The recursive DFS function will traverse down the tree in a post-order fashion (left, right, node). Here's what happens at each step:

  1. If we reach a None node or a node whose value is in our set of target nodes, we return that node up the call stack. Returning a target node signals that we've found one of the nodes we're interested in.
  2. We then call the DFS function on the left and the right children of the current node.
  3. Upon receiving the results from both subtrees:
    • If both calls returned a non-None node, it means that both subtrees contain at least one target node each. In this case, the current node is the LCA, as it is the lowest node that has descendants from both subtrees.
    • If only one of the calls returned a non-None node, it implies that all the target nodes are located in one subtree. Hence, the result from that subtree is the current LCA for the nodes encountered so far.
    • If both calls returned None, neither subtree contains any of the target nodes, and thus we also return None.
  4. Initially, the DFS is called on the root node and the set of values that correspond to our target nodes.
  5. Ultimately, the last non-None node that is returned by our DFS function is the LCA of all the target nodes.

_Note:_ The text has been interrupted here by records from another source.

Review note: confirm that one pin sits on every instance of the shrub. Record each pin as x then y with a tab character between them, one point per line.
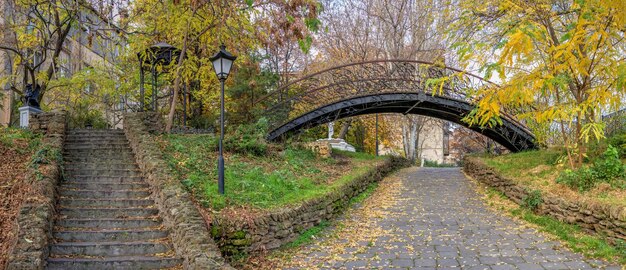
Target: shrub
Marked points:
532	200
607	168
619	141
249	139
581	179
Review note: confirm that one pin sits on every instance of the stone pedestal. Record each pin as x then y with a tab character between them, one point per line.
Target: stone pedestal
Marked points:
25	113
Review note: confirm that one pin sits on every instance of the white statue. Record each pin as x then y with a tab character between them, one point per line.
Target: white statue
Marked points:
331	130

This recursive algorithm effectively prunes branches of the tree that do not contain any of the target nodes to find the LCA efficiently.

Learn more about Tree, Depth-First Search and Binary Tree patterns.

Solution Approach

The implementation of the solution consists of a depth-first search (DFS) function called dfs, which is responsible for traversing the binary tree to find the lowest common ancestor (LCA) of the given set of nodes. Here's how the implementation unfolds in detail:

  1. A set s is created to store the values of the nodes provided in the list nodes. This is done to allow for quick membership checks, as we want to know whether we have encountered one of the target nodes during traversal.
s = {node.val for node in nodes}
  1. The dfs function is then defined to perform a recursive post-order traversal (visit left subtree, then right subtree, then the node itself):
def dfs(root):
    if root is None or root.val in s:
        return root
    left, right = dfs(root.left), dfs(root.right)
    if left and right:
        return root
    return left or right
  • The base case of the recursion checks if the current node is None or if its value is in the set s (meaning it's one of the target nodes). In either scenario, it returns the node itself – None indicates we're at a leaf's child, while a node with value in s is one of the desired LCA nodes.

  • If the current node is not None and not in the set s, the function recursively calls itself for the left and right children of the current node (dfs(root.left) and dfs(root.right) respectively).

  • After the recursive calls, if both left and right are not None, it means that we've found target nodes in both the left and right subtrees. Thus, the current node must be their LCA, and it is returned as the result.

  • If only one of left or right contains a target node (i.e., one of them is not None), that node is returned. This is because the tree branch that returned None doesn't contain any of the target nodes, so the LCA must be on the branch that returned a node.

  1. Finally, the dfs function is called with the root of the binary tree. The tree is traversed, and the lowest common ancestor of all the nodes in nodes is returned.
return dfs(root)

The dfs function effectively navigates the tree structure, identifying the points where paths to each of the target nodes diverge, pinpointing the node that serves as the common ancestor with the least depth.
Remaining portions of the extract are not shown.